The one provided by Symfony, yes. We use remote keys sets for JWT verification and we cache the sets locally (cache.app pool), but those just can't be the problem, as they would have been re-fetched on cache miss and the keys were not rotated when the issue occured. I also did not see any hits on the JWK server in that time frame, which would also indicate it is not cache related. Sadly I don't have a reproducer yet :(

filoucrackeur commented 7 months ago

Hi @dunglas i have the same problem maybe like on apache where we must add set-env Authorization *() HTTP_AUTORIZATION ?did it is not needed on caddy ?

What do you think?

dunglas commented 7 months ago

@filoucrackeur it's unlikely. Would you be able to provide a reproducer (even if it happens randomly)?

oleg-andreyev commented 7 months ago

I'm observing something similar, leak between workers or something. If I try to xdebug it only 3rd request in getting connected to IDE.

https://github.com/dunglas/frankenphp/assets/1244112/03245b58-cde3-49b9-92c3-f10d700fddda

It looks like some cache, because process is not connecting to IDE, and if could cache ignore QS?

dunglas commented 7 months ago

This looks like a known EasyAdmin bug. Are you using EA?

It yes, this is an issue that is being tracked by EasyAdmin. There is nothing we can do on our side: https://github.com/EasyCorp/EasyAdminBundle/issues/5986

We're working with @javiereguiluz to solve it. I plan to work on it soon but not ETA :(

oleg-andreyev commented 7 months ago

@dunglas yes, it's EA, from what I've observed EasyAdminTwigExtension is not called, thus not setting ea variable, extension is not called because \Twig\ExtensionSet::getGlobals is not executed - probably due to $initialized = true so maybe it's actually a Twig issue

Looks like a valid "solution": https://github.com/EasyCorp/EasyAdminBundle/issues/5986#issuecomment-1999794853

javiereguiluz commented 7 months ago

@oleg-andreyev please note that even if this issue happens in EasyAdmin ... it not only happens in EasyAdmin. Some people are reporting the same issue when using Shopware and FrankenPHP and for the exact same reason: Twig globals.

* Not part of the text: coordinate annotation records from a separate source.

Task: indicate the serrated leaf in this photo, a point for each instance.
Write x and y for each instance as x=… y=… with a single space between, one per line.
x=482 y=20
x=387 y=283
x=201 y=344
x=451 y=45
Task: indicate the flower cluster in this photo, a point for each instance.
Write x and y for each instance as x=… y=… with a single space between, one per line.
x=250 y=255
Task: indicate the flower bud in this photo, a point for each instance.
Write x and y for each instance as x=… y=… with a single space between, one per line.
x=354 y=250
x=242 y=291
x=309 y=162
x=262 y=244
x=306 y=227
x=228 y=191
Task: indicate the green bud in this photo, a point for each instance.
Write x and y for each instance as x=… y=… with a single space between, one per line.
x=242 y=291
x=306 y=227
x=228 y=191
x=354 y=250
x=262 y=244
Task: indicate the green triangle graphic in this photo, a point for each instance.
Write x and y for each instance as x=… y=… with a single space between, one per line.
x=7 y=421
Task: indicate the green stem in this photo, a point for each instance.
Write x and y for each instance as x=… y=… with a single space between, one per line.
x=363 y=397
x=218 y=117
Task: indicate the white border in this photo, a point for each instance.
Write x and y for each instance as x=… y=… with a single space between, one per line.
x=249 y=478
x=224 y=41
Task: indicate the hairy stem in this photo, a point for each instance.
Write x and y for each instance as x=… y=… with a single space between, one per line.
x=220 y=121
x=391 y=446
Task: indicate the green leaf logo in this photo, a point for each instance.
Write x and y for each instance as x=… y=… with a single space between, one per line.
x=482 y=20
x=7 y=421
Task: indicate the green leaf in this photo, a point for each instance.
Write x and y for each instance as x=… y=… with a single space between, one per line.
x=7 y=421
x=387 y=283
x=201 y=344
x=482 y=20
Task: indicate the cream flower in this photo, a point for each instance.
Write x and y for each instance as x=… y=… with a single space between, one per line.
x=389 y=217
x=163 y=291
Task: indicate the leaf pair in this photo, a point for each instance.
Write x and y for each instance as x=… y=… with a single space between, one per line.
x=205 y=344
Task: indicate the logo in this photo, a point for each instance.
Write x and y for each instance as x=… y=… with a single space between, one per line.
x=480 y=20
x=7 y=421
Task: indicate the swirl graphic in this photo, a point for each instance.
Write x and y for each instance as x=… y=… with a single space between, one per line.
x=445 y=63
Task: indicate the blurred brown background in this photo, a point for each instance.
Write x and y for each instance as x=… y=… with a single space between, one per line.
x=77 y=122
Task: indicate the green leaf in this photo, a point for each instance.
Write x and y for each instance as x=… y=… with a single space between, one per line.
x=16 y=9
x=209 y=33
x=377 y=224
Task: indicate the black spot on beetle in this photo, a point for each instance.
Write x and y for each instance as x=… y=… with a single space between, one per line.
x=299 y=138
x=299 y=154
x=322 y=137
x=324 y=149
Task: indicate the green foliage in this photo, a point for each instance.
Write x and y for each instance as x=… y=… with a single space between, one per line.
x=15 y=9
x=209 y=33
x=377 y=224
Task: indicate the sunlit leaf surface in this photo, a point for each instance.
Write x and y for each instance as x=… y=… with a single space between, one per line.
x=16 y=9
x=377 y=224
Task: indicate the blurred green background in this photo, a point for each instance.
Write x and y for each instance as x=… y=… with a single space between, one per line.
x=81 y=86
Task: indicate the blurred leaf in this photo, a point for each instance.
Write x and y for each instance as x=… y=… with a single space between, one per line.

Let's see if this can be solved at Twig level somehow. See https://github.com/twigphp/Twig/issues/4007

oleg-andreyev commented 7 months ago

@javiereguiluz Yes, already figured out that it's not EA itself .

dunglas commented 6 months ago

Closing here, this should be fixed in EasyAdmin/ShopWare or/and in Twig.